While there are four major packers in the market, Cobb says most weeks one or more of them is out because of previously contracted cattle. He and Sents worry that as the cash market becomes thinner, it provides more power to packers and limits market access, forcing feeders to sign delivery contracts just to assure a timely market.

That, Sents argues, is what has happened in just a few years in the hog market.

On the other side. James Herring of Friona Industries was one of a few people who spoke with a contrary view. Herring’s partnership with Cargill Meat Solutions creates a value-based marketing chain, from feeder cattle producer all the way to Safeway shelves.

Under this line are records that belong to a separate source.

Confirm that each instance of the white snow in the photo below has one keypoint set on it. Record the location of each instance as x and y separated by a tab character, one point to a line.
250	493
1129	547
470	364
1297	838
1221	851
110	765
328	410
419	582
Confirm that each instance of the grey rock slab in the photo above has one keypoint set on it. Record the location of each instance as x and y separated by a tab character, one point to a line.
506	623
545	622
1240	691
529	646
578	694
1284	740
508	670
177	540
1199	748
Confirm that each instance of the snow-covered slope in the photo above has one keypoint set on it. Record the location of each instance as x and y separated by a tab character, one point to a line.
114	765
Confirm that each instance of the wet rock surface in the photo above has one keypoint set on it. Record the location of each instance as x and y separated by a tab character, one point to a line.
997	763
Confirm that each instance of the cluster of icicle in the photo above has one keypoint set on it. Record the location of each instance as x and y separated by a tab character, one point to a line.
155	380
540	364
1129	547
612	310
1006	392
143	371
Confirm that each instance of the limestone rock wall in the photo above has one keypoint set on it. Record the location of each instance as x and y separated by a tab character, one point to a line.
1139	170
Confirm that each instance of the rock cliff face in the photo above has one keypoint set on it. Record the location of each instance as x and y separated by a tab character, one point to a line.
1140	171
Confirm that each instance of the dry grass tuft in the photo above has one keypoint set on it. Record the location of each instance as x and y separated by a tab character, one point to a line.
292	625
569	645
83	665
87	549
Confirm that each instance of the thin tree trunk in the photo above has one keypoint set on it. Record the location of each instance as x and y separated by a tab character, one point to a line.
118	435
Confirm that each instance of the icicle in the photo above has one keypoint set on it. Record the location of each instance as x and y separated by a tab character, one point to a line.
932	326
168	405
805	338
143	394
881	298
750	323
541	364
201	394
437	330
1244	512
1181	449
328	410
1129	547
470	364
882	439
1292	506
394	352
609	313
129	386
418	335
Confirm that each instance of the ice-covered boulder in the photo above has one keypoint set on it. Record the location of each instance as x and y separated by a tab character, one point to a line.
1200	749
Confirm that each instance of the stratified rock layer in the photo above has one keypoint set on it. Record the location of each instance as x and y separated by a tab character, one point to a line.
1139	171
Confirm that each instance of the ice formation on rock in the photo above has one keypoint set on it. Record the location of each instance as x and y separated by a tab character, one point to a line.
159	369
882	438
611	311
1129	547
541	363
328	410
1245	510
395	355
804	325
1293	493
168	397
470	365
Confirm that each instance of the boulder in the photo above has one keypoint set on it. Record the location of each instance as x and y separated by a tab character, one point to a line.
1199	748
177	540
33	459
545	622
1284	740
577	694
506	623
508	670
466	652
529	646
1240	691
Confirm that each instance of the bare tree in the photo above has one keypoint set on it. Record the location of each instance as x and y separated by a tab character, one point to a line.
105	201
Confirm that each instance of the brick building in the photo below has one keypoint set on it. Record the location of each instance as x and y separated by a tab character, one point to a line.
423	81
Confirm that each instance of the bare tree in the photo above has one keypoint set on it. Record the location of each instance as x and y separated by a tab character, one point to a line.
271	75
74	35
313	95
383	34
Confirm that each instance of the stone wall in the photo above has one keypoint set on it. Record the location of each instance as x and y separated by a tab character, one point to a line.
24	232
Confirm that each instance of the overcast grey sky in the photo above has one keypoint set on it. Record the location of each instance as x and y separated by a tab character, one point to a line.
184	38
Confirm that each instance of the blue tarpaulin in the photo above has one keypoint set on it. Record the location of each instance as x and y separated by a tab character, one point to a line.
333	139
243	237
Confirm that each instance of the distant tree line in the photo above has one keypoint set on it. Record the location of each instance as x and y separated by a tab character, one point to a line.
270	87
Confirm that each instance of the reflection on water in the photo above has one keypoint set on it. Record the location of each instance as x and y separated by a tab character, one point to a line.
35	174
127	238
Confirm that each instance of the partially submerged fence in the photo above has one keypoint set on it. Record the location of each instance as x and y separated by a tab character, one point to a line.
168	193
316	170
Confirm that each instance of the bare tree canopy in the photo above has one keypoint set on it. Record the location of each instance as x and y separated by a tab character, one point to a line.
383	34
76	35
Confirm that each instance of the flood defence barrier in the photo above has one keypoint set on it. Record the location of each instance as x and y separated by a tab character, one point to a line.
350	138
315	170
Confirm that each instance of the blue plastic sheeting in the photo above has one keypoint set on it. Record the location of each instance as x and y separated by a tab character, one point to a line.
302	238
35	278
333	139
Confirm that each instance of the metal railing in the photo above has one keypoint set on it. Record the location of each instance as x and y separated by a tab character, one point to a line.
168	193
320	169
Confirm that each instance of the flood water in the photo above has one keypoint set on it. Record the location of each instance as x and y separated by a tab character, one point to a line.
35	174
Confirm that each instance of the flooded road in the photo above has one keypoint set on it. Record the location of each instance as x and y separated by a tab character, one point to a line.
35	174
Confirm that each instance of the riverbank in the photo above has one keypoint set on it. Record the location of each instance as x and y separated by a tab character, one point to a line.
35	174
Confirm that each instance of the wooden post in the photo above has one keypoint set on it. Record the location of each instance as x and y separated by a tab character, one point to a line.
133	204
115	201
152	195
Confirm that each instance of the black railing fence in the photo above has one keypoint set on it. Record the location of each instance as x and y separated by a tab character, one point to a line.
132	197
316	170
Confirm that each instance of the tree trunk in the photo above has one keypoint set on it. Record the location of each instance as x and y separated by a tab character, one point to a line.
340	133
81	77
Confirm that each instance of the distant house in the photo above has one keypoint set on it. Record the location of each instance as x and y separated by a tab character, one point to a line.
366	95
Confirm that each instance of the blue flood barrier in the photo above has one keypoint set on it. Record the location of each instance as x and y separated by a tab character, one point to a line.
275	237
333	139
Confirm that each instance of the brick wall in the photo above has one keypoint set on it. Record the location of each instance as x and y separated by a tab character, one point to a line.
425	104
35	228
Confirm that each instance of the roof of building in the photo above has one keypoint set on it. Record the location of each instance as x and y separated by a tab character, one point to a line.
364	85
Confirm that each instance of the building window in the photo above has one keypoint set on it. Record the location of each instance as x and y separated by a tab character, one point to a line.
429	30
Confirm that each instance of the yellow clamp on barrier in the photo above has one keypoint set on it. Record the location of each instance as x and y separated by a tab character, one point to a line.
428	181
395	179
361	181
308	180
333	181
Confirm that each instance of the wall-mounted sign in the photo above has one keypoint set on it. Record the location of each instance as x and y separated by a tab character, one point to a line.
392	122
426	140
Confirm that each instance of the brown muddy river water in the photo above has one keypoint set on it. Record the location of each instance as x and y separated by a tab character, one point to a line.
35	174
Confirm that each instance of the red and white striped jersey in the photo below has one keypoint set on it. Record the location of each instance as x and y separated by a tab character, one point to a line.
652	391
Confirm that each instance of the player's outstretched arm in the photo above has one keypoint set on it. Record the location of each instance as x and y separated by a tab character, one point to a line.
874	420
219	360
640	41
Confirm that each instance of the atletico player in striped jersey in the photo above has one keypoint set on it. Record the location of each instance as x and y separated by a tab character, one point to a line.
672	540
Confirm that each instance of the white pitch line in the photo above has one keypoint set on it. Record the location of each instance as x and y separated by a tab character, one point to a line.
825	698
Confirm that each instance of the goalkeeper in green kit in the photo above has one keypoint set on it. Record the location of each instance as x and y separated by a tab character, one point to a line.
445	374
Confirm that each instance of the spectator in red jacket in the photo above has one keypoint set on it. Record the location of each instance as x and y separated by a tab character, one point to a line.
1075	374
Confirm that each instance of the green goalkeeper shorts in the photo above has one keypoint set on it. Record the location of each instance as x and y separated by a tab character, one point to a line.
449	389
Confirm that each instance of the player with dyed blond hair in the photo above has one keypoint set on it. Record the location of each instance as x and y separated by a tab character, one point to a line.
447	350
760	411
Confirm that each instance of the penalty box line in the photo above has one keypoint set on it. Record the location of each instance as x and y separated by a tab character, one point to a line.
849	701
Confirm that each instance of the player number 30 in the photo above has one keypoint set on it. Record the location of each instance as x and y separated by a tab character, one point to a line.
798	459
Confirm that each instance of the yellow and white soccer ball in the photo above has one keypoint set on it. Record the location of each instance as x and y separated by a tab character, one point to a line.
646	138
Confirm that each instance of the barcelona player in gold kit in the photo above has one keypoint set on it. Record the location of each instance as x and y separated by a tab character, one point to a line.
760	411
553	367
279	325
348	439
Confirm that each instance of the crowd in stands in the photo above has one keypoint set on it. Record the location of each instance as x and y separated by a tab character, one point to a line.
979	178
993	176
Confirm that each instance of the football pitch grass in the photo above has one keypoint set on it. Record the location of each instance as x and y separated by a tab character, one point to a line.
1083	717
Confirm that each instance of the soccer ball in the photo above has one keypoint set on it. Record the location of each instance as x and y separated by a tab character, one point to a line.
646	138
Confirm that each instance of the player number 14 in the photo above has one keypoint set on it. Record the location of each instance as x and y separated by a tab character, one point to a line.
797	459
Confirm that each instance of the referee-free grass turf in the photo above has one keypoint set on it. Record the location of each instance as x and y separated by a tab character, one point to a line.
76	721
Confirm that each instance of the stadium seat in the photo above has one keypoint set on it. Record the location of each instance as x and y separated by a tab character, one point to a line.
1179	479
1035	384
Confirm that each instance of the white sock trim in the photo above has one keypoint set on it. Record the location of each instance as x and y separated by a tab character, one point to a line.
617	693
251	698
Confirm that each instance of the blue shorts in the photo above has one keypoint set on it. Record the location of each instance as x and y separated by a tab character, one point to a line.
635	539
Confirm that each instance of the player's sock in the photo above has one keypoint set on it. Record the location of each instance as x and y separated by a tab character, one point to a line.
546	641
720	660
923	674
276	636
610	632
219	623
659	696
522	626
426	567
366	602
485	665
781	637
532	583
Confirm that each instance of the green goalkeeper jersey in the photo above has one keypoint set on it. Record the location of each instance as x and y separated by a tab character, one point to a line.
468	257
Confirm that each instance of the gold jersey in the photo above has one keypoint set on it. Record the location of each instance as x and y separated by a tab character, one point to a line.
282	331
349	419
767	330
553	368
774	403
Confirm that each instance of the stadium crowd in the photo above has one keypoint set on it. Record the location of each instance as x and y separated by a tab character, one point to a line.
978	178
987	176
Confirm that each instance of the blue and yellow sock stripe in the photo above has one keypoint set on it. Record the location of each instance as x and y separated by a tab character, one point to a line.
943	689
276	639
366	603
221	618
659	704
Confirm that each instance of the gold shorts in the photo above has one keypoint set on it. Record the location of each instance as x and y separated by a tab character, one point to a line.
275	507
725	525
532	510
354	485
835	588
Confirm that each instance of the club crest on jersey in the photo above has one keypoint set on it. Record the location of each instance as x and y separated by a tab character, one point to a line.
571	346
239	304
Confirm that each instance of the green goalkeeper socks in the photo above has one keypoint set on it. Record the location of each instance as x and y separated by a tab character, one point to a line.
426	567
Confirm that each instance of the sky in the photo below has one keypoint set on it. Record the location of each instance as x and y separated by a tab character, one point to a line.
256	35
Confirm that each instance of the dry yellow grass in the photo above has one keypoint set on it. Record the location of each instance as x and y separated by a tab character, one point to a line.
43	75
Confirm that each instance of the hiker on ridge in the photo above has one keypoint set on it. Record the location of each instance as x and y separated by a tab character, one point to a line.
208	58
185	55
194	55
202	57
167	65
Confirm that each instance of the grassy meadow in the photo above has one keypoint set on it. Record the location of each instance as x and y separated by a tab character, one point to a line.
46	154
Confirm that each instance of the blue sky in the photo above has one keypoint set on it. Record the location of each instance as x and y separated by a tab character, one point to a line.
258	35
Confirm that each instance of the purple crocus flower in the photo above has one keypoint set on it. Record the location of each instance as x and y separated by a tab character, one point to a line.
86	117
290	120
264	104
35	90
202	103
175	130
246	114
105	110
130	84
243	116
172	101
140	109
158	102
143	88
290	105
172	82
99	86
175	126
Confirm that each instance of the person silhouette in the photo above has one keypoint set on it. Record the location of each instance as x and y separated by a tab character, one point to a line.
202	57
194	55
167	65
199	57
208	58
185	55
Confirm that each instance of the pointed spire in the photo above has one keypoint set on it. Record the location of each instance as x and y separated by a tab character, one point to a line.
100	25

This requires investments that must be protected by contracts, he said. He believes the GIPSA rule will make those commitments more difficult. His concern is that if packers are forced to open their doors to anyone, they will revert back to buying commodity cattle and sorting off animals that fit branded programs.

That won’t hurt packers, Herring argued. It will hurt consumers and the producers and feeders trying to produce the beef that consumers want.

It wasn’t all about captive supplies, however. One provision would stop buyers from representing more than one buyer at a time. Some say that allows for price collusion, others say small packers could not afford representation otherwise.

R-CALF director from Wyoming, Taylor Haynes, argued food safety rules have put many small packers out of business, limiting access to affordable processing for niche and local markets. The relationship between big packers and retailers makes it difficult to get his niche market products onto grocery shelves.

The fallout. There is bipartisan concern in the House Ag Committee that might result in some changes before the GIPSA rule becomes final. On the other side of the Capitol, one group of senators sent a letter cheering regulators on, while another accused USDA of putting a thumb on the scales during organization of the meetings. Rep. Jerry Lewis (R-Calif.), ranking member of the House Appropriations Committee, asked why a cost-benefit analysis hasn’t been done. At Fort Collins, USDA Secretary Tom Vilsack implied that the public comment and input sessions were providing all the guidance needed.